There were no treatment-related deaths. Table 4 lists all grade 3 or 4 AEs that occurred in 35 patients (22 in the trial group and 13 in the control group) who were enrolled in this trial.

Table 4.

Incidence and Severity of Adverse Events

Adverse Event Trial Group (N = 22) Control Group (N = 13) p Value*
Hematologic
 Leukopenia 1.000
  Grade 3 0 (0.00%) 0 (0.00%)
  Grade 4 22 (100.00%) 13 (100.00%)
 Neutropenia 1.000
  Grade 3 0 (0.00%) 0 (0.00%)
  Grade 4 22 (100.00%) 13 (100.00%)
 Anemia 0.259
  Grade 3 14 (63.64%) 11 (84.62%)
  Grade 4 8 (36.36%) 2 (15.38%)
 Thrombocytopenia 1.000
  Grade 3 18 (81.82%) 10 (76.92%)
  Grade 4 4 (18.18%) 3 (23.08%)
Nonhematologic
 AST elevation 1.000
  Grade 3 3 (13.64%) 3 (23.08%)
  Grade 4 0 (0.00%) 0 (0.00%)
  Others 19 (86.36%) 10 (76.92%)
 ALT elevation 1.000
  Grade 3 3 (13.64%) 3 (23.08%)
  Grade 4 0 (0.00%) 0 (0.00%)
  Others 19 (86.36%) 10 (76.92%)
 Infection 0.734
  Grade 3 13 (59.09%) 7 (53.85%)
  Grade 4 0 (0.00%) 0 (0.00%)
  Others 9 (40.91%) 6 (46.15%)
*

Categorical variables were compared using Fisher’s exact test, and count data were analyzed using nonparametric test.

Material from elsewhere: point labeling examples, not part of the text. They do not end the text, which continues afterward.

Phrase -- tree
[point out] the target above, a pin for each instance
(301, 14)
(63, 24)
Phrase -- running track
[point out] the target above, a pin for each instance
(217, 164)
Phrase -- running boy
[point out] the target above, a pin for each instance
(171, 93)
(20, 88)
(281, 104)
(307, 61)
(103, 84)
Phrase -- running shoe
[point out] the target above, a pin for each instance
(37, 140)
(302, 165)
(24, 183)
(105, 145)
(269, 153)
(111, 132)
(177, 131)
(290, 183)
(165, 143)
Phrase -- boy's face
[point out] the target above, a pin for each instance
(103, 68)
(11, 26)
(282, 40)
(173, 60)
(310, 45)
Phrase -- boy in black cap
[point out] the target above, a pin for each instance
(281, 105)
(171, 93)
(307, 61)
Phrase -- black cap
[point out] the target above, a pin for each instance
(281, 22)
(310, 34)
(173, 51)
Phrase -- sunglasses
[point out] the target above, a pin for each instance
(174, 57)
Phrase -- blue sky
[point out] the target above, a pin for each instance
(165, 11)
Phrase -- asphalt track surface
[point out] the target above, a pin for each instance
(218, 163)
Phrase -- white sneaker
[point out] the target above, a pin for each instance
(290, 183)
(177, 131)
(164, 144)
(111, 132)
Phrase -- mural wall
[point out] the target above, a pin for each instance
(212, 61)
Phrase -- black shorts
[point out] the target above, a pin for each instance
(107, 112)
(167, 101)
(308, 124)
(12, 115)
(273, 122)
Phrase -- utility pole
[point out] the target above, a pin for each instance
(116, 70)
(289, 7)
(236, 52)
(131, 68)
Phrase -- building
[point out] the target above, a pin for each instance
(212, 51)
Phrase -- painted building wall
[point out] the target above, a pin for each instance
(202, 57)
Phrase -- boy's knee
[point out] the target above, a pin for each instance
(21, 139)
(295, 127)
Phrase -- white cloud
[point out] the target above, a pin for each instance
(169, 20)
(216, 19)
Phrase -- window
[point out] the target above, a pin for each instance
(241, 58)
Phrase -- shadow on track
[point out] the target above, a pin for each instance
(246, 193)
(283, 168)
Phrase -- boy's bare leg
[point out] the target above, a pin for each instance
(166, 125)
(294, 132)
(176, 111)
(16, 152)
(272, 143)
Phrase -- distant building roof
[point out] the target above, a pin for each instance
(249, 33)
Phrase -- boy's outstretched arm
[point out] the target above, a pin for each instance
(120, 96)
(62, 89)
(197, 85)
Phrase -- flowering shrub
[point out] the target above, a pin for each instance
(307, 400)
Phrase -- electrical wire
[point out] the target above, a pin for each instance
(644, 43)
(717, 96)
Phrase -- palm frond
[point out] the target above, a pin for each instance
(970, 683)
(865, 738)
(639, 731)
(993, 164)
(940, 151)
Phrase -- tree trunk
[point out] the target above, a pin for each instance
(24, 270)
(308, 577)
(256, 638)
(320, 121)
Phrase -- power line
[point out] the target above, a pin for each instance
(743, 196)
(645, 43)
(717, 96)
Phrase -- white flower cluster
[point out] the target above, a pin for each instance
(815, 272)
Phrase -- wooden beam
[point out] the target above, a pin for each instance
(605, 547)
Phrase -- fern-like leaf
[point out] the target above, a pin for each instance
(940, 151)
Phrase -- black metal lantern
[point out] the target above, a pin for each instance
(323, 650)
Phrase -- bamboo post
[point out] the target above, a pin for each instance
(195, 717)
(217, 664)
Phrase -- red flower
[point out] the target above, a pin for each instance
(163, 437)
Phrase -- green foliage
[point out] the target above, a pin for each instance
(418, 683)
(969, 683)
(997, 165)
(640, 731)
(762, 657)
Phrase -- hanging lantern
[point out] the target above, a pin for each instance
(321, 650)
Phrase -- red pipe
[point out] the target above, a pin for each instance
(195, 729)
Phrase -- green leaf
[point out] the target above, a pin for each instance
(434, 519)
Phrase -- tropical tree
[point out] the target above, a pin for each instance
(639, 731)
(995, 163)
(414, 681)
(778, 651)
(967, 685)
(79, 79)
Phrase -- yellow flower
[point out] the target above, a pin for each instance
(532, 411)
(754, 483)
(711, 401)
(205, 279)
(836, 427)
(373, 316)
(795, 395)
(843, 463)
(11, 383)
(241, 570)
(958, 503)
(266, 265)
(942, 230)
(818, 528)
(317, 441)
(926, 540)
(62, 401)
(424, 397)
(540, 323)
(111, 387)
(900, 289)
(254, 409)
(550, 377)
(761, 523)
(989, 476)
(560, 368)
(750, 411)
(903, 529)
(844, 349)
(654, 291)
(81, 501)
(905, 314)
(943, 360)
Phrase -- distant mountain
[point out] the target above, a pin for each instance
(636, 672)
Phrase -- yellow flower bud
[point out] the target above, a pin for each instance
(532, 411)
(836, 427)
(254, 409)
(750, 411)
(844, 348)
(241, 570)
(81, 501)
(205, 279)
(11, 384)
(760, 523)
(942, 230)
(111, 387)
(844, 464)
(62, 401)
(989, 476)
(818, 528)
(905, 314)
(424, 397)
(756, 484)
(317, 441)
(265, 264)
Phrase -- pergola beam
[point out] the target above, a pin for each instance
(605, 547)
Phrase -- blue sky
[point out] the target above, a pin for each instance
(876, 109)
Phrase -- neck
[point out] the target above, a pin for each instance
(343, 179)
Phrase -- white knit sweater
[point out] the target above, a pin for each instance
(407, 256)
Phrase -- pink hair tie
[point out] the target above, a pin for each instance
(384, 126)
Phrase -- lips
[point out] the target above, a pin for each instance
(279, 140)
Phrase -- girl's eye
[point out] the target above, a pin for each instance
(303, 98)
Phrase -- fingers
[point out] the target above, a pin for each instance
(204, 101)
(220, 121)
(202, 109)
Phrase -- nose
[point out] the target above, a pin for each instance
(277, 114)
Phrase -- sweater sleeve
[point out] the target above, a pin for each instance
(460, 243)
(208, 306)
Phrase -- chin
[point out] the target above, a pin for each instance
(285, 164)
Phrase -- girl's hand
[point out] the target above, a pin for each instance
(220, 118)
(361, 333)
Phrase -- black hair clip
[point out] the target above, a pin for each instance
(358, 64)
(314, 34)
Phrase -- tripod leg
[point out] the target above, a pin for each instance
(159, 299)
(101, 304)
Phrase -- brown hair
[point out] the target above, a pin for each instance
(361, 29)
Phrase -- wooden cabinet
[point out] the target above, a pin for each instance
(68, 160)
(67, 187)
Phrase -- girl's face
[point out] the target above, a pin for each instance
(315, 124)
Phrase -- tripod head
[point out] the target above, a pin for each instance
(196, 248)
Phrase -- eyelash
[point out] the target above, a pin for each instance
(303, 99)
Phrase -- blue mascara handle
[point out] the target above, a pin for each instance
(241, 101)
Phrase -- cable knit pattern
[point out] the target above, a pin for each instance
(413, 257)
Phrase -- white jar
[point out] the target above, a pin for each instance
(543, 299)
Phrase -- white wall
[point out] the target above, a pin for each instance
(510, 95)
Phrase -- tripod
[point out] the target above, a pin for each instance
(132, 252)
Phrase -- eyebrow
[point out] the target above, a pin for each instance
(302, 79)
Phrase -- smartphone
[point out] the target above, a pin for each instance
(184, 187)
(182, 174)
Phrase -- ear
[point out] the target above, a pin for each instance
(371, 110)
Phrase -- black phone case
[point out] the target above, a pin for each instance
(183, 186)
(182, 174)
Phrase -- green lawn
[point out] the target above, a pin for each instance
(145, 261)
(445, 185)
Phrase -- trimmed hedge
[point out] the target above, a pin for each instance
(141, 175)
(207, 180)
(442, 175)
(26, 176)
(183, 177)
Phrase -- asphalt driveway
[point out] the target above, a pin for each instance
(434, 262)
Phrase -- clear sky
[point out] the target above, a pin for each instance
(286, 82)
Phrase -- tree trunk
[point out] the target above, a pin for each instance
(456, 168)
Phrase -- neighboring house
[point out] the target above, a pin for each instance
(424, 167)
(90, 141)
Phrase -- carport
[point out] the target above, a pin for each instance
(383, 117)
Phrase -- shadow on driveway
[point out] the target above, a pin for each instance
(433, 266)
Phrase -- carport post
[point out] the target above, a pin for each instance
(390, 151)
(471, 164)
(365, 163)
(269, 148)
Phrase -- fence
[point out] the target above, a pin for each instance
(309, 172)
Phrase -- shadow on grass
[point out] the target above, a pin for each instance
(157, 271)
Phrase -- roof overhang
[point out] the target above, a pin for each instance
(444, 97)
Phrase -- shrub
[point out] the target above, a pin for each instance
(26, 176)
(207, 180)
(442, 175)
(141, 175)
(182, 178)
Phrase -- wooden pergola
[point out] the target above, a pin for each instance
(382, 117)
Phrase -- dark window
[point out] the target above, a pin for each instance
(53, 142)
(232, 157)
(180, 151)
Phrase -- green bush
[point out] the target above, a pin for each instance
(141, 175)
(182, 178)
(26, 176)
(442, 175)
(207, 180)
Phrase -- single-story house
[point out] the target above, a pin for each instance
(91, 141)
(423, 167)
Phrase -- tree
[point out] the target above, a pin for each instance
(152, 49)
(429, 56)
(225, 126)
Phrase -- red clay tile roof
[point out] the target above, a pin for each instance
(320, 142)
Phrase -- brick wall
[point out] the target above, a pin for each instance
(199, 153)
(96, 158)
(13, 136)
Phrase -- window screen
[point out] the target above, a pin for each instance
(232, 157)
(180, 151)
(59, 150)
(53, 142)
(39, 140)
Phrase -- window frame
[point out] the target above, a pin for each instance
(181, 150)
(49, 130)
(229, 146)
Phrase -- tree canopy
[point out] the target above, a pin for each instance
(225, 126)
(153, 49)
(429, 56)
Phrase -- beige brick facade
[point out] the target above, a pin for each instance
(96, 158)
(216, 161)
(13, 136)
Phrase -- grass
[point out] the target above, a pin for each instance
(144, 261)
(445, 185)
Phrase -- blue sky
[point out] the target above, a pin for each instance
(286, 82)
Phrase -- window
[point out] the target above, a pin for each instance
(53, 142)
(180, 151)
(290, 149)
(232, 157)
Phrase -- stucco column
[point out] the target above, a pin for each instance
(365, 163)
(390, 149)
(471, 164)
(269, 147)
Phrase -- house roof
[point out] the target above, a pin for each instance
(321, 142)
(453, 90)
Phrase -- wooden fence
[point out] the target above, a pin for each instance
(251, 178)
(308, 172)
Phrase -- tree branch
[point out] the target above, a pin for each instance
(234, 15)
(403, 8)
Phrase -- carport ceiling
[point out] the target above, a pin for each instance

All patients had grade 4 leukopenia and neutropenia during chemotherapy, with no significant difference observed between groups. The nonhematologic grade 4 toxicities were not found in our study. The nonhematologic grade 3 toxicities included infection, alanine aminotransferase (ALT) elevation, and aspartate aminotransferase (AST) elevation. The most common grade 3 nonhematologic AE was infection, and there were 59.09% (13/22) and 53.85% (7/13) in the trial group and control group, respectively. In addition, AST and ALT elevation simultaneously occurred in six patients (each three in the trial group and control group) but could be reversed by using hepatinica. Reversible cardiotoxicity was observed in three patients who received ATO combined with chemotherapy, presenting as increased heart rates in one case and asymptomatic serum increased heart type creative arouses enzyme (CK-MB) in another two cases (the CK-MB levels of two patients were less than 2.5 times the upper limit of normal and evaluated as grade 1 according to NCI-CTCAE). Initial cardiac workup of these two patients with elevated CK-MB, including electrocardiogram (ECG), echocardiography, and Holter monitoring, yielded normal results. We found no significant difference in systolic ejection fraction (range: 59%–64%) with baseline prior to treatment (range: 60%–66%) either. These cardiac side reactions disappeared after suspension of ATO, and no abnormality was observed in careful reexamination.

DISCUSSION

NB is the most common extracranial solid tumors in children that can occur anywhere in the sympathetic nervous system, accounting for about 8% to 10% of childhood malignancies and 15% of childhood tumor-related mortality2. HRNB is a tumor with a high degree of malignancy with 5 years overall survival (OS) rate of less than 40% before the multimodality therapy, such as chemotherapy, surgery, radiotherapy, and hematopoietic stem cell transplantation2. Worse still, the recurrence rate of HRNB within 2 years (median time: 4.5–18.7 months) after the initial diagnosis has exceeded 80%, and only 7% to 12.7% of relapsed cases could survive more than 5 years18,19. In an effort to enhance the survival of HRNB, scholars have focused on immunotherapy and targeted therapy. Dinutuximab, an anti-GD2 monoclonal antibody, was reported to raise 2-year event-fee survival (EFS) and OS rates to 66 ± 5% and 86 ± 4%, respectively, compared to the standard treatment in a phase III study20. It is important to note that anti-GD2 therapy may enhance the incidence of low GD2-expressing tumor, decreasing the effectiveness of maintenance therapy21. A study in 2015 (NCT01355679) in which therapy is assigned based on results of molecular profiling for patients with relapsed disease, and only 1 of 14 subjects achieved partial remission (the median time of EFS was 59 days)22. Association studies indicated that some patients had responses to other molecularly guided approaches for MYCN, ALK, and PI3K/AKT/mTOR pathways in the short term; however, the efficacy of these treatments showed a gradual decline due to drug resistance and reduction in target cells23. With this situation, the molecularly guided approaches are not as satisfied until now in clinical practices.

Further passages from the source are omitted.